Achieving the goals of environmental sustainability requires large and rapid changes in how people move around
Estonia has set a target for the transport sector of total emissions of 1750 kt of CO2 in 2035, which is 28% less than the level of 2018. This will require a rapid turn away from the current trend, as the greenhouse gas emissions of the transport sector have increased steadily each year since 2014. Car use needs to become more efficient and daily commutes need to be shorter.
Planning and infrastructure development based on expectations of increased car use become selffulfilling prophecies
The transport and mobility strategies in Estonia are in line with contemporary principles of sustainable mobility and the framework documents of the European Union.

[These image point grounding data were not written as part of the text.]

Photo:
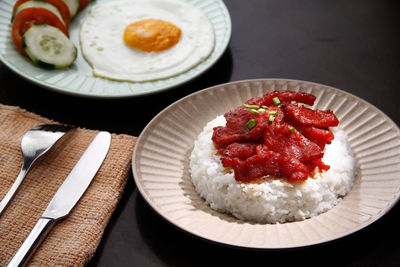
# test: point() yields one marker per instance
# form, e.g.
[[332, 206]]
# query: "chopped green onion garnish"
[[271, 119], [251, 106], [250, 124], [276, 101]]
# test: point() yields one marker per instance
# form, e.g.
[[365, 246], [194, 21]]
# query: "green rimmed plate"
[[78, 79]]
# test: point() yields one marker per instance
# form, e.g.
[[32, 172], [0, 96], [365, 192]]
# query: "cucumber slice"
[[39, 4], [48, 47], [73, 6]]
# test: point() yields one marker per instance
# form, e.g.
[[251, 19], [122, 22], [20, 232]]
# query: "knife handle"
[[36, 236]]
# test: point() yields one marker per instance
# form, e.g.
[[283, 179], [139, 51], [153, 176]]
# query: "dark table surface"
[[353, 45]]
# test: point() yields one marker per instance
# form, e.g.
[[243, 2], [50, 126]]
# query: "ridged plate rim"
[[78, 79], [282, 230]]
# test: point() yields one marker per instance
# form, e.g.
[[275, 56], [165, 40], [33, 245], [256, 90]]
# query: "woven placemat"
[[74, 239]]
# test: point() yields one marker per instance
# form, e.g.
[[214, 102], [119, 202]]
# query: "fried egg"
[[143, 40]]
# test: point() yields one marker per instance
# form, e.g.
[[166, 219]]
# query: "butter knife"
[[66, 196]]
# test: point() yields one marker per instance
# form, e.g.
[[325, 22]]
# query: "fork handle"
[[4, 202], [37, 235]]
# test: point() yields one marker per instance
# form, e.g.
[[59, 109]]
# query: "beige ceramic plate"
[[160, 167]]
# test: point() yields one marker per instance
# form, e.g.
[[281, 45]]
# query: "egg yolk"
[[151, 35]]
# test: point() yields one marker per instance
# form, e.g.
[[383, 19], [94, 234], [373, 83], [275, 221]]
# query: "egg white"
[[102, 44]]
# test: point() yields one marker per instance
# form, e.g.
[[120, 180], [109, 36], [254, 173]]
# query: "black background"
[[348, 44]]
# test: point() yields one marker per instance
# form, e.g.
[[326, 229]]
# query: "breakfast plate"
[[78, 79], [160, 165]]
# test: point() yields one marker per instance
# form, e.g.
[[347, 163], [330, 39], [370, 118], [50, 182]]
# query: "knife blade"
[[66, 196]]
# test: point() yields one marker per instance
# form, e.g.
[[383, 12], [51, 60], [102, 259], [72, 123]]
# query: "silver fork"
[[35, 143]]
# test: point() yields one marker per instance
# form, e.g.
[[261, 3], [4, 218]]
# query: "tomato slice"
[[59, 4], [28, 17], [83, 4]]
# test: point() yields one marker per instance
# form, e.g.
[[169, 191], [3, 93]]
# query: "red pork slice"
[[236, 130], [306, 116], [317, 135], [283, 96], [280, 138]]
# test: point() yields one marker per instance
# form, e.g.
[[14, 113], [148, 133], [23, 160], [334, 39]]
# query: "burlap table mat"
[[74, 239]]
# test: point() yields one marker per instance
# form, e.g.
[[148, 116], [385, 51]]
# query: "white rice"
[[275, 200]]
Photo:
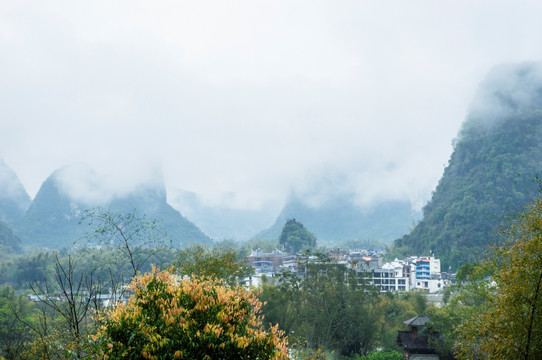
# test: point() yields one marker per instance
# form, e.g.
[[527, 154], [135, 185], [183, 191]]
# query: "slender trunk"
[[531, 322]]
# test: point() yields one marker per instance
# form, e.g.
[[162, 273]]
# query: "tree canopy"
[[509, 325], [191, 318], [295, 237]]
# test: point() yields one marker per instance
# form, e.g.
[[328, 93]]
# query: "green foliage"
[[383, 355], [213, 263], [9, 242], [296, 238], [169, 318], [340, 219], [15, 313], [394, 308], [329, 308], [509, 324]]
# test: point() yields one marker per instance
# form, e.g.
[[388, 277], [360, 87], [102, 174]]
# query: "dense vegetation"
[[295, 238]]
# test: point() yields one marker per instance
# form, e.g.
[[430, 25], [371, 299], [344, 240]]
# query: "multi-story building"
[[427, 274]]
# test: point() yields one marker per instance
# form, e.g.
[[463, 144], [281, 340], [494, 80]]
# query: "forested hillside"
[[492, 172], [340, 219], [54, 217]]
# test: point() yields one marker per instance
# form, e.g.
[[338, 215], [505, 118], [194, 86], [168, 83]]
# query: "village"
[[412, 273]]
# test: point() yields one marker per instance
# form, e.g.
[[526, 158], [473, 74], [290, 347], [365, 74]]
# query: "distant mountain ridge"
[[341, 219], [491, 173], [53, 218], [14, 200], [222, 222]]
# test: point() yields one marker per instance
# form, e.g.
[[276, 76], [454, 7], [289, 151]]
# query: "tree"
[[383, 355], [510, 324], [328, 307], [15, 312], [296, 238], [213, 263], [168, 318], [67, 302]]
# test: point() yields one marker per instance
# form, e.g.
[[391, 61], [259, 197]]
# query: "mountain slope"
[[340, 219], [491, 171], [14, 199], [9, 243], [53, 219], [219, 221]]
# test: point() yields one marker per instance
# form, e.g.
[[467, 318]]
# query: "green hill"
[[491, 173], [9, 243]]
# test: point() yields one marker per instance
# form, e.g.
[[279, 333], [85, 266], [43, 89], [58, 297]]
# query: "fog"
[[244, 103]]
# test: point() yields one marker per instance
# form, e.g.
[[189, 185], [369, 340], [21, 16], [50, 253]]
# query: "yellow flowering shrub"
[[172, 318]]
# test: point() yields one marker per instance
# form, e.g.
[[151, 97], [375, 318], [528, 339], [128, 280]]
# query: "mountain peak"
[[14, 199]]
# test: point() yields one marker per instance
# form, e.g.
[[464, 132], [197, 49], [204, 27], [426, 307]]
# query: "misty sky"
[[244, 102]]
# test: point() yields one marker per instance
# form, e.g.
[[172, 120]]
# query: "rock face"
[[340, 219], [53, 219], [492, 171], [14, 199]]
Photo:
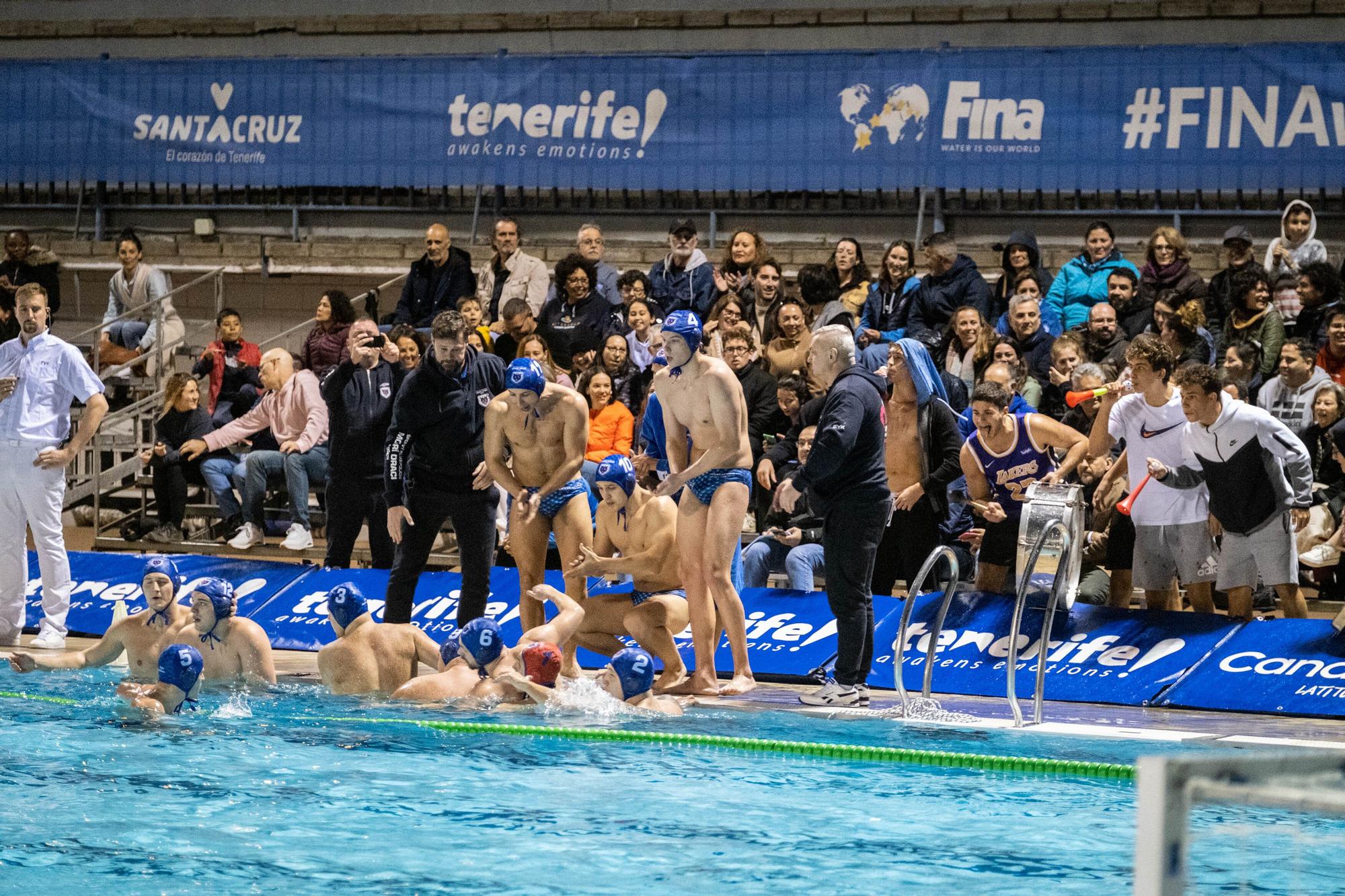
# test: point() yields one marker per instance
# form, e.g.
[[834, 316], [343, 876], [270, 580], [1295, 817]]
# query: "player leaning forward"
[[1261, 486]]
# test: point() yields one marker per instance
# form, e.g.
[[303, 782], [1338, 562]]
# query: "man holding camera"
[[360, 395]]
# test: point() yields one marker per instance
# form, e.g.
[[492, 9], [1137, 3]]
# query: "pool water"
[[260, 792]]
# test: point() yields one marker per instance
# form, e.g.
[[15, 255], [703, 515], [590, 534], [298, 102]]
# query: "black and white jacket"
[[1256, 467]]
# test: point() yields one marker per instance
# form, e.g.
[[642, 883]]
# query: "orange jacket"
[[611, 431]]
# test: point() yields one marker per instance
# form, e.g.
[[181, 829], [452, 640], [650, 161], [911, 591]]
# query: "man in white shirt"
[[40, 377], [1172, 525]]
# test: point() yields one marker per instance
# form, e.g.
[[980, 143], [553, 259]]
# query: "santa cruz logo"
[[209, 130]]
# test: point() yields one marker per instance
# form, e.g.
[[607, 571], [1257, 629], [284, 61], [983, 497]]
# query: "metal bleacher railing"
[[114, 454], [937, 204]]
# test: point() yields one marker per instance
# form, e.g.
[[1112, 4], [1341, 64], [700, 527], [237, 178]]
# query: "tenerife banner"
[[1175, 118]]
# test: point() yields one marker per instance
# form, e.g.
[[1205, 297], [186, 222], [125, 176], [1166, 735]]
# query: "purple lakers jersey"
[[1011, 474]]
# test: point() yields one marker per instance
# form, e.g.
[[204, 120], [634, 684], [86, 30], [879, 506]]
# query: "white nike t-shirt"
[[1156, 432]]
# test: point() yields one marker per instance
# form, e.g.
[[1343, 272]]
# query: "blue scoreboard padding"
[[1096, 655], [102, 580], [1293, 666]]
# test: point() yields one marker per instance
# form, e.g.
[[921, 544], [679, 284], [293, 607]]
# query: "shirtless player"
[[455, 681], [701, 397], [536, 438], [644, 529], [233, 647], [143, 635], [485, 650], [368, 655]]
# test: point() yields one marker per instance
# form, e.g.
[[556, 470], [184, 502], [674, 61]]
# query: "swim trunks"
[[553, 502], [641, 596], [708, 483]]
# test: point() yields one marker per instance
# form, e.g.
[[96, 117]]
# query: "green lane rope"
[[785, 747], [48, 700]]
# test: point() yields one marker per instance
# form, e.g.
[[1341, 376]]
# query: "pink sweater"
[[295, 413]]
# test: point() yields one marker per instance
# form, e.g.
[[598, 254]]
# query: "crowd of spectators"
[[1273, 330]]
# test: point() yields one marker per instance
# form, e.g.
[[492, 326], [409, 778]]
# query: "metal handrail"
[[1048, 620], [950, 588]]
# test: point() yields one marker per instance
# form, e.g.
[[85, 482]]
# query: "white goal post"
[[1171, 784]]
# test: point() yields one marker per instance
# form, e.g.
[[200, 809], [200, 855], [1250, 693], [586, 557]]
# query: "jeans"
[[766, 556], [223, 475], [299, 470], [231, 409], [474, 522], [851, 538], [127, 333], [350, 502]]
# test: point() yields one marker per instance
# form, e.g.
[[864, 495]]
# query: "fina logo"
[[240, 130]]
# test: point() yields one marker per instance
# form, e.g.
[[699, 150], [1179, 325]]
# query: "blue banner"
[[1233, 118], [102, 580], [1097, 654], [1293, 666]]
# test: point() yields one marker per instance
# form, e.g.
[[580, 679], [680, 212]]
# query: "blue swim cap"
[[223, 599], [181, 666], [163, 565], [618, 470], [346, 604], [484, 642], [687, 325], [449, 651], [636, 670], [525, 373]]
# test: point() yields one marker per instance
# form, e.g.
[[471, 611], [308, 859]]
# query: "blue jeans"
[[127, 333], [299, 470], [223, 475], [766, 555]]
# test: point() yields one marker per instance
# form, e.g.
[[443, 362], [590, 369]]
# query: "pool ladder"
[[899, 646], [1047, 622]]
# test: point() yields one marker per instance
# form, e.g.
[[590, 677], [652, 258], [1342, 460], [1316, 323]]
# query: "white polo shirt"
[[1160, 434], [52, 374]]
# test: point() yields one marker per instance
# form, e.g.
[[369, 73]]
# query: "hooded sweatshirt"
[[685, 288], [1300, 253], [1292, 407], [847, 466], [1254, 466]]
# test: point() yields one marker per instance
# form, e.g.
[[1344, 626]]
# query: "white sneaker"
[[247, 537], [49, 641], [832, 694], [298, 538], [1323, 555]]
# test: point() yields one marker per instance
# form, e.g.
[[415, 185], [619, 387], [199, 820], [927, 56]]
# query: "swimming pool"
[[264, 794]]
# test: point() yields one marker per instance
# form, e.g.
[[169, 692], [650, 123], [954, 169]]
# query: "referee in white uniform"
[[40, 376]]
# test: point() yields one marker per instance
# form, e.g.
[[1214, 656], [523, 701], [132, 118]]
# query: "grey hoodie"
[[1292, 407]]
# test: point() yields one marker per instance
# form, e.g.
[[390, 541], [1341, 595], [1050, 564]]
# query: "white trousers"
[[32, 497]]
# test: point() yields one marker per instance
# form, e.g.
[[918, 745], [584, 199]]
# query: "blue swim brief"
[[708, 483], [553, 502], [641, 596]]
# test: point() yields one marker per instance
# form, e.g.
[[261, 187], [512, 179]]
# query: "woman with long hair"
[[1082, 282], [326, 342], [968, 342], [1253, 319], [535, 346], [847, 266], [181, 420], [746, 251]]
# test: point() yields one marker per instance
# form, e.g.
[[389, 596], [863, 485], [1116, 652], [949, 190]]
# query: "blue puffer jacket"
[[1082, 284]]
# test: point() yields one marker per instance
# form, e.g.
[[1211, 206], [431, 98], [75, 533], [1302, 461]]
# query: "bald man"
[[436, 282], [297, 415]]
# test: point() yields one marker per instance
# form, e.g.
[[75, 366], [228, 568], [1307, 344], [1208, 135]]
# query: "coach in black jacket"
[[435, 467], [436, 282], [360, 395], [848, 485]]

Achieving the changes set out in them though is made harder by the framework for infrastructure development that uses baseline forecasts for mobility, mobility research methodologies and standards for roads in town that continue to be based on increasing car use and so end up encouraging it.
Promoting sustainable mobility requires compromises
Designing mobility in towns means choosing between a high quality public space and the convenience and speed of travel by car. Movement between towns depends on the choice of developing rail transport or road transport. Public transport between towns assumes however that mobility services within towns are of good quality and flexible. Two different possible approaches for rural districts are either to provide better and more sustainable connections, or to bring jobs and services closer to reduce the need for mobility.
Taxation of transport needs to change
Taxation of transport that is based solely on fuel excise is not sustainable as electric cars spread more widely, and receipts of excise on petrol and diesel should be expected to fall by at least a fifth by 2030. VAT receipts from fuel would also fall alongside excise receipts.
Sustainable mobility will not be achieved without intervention
People make their transport choices by looking at how well transport services can meet their practical needs. They consider for example whether the transport infrastructure favours the use of cars or public transport. Mobility is not an end in itself, but is linked with different areas like environmental, health, energy, regional and education policies, and mobility policy must be pursued in line with those policies and through them.